Air India is reportedly probing some of its pilots for gaming the duty roster to make extra money. Some senior officials, too, are being investigated in the matter.

The pilots are alleged to have manipulated a well-known company rule to make some quick extra bucks through unofficial agreements among themselves.

A New Delhi-based aviation consultant explained the alleged modus operandi: To incentivise its pilots, Air India ensures that all those who fly a minimum of 40 hours a month are officially deemed to have flown 70 hours instead. The airline then pays these pilots for 70 hours. Now, some pilots manipulate this rule by flying only 40 hours and passing the extra 30 hours to another pilot. This other pilot then adds the first pilot’s 30 hours to his or her own 70 official hours. The second pilot is obviously paid for 100 hours of flying. This means the airline is effectively paying the two pilots for 170 cumulative hours although the two only flew 140 hours.

An Air India spokesperson told Quartz that this is an administrative issue and the airline is looking into it.

“There has been a problem in the past, too, because of this rule,” Mark Martin, founder and CEO at Martin Consulting, told Quartz. “The rostering rule itself is dubious. Rules have been modified and changed more than twice.”

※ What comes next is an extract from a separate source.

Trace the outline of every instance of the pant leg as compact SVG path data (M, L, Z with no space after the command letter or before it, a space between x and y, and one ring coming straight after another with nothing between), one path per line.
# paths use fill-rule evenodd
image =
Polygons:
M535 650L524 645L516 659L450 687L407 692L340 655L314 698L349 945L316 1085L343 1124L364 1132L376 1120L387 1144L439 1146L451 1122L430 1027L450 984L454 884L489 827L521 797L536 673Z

Meanwhile, the Indian Commercial Pilots’ Association (ICPA), which represents over 800 Air India pilots who operate the narrow-body Airbus fleet, has asked Air India to probe all its pilots, including the ones that fly Boeing aircraft. In a letter written to the airline, the ICPA has blamed gross mismanagement in the roster system for the variation in flying hours, the Press Trust of India reported.

“If Air India feels that the current duty-hour rules are affecting the finances of the airline, then the restrictive ‘flight duty time limitation’ with 90 hours per month of flying should be reintroduced with immediate effect,” the letter said.

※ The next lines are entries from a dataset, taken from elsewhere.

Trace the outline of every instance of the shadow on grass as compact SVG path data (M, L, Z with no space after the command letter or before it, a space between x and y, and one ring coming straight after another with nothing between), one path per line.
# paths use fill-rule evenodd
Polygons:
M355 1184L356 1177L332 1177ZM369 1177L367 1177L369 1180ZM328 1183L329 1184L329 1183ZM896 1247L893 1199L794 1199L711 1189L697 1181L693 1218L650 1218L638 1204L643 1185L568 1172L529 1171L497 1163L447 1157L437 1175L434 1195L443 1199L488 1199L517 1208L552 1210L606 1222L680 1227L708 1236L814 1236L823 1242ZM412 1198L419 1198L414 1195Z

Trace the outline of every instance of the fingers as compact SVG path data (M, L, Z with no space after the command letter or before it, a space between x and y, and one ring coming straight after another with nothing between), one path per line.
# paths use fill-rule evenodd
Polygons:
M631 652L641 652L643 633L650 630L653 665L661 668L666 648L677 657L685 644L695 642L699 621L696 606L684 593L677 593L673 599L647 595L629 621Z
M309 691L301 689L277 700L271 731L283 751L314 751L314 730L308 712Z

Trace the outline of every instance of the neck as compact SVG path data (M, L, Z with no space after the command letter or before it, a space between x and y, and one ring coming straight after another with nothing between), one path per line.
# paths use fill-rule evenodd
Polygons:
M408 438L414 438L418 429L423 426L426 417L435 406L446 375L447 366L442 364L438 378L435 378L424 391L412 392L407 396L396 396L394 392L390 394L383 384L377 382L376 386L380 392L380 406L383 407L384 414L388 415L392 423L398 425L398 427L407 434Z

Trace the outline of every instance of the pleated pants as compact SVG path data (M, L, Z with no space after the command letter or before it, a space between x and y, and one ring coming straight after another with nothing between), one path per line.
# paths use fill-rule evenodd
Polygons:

According to another aviation consultant who didn’t want to be named, Air India suffers from an acute shortage of pilots and the 1,800 it has now are just not enough. “There’s an increasing need to push pilots to fly more,” the consultant said.

The airline must look at some international models and come up with a new method to prepare pilots’ rosters and pay them, analysts observed. “A working committee set up by the aviation ministry and the pilots’ guild should come up with a new working model,” Martin said.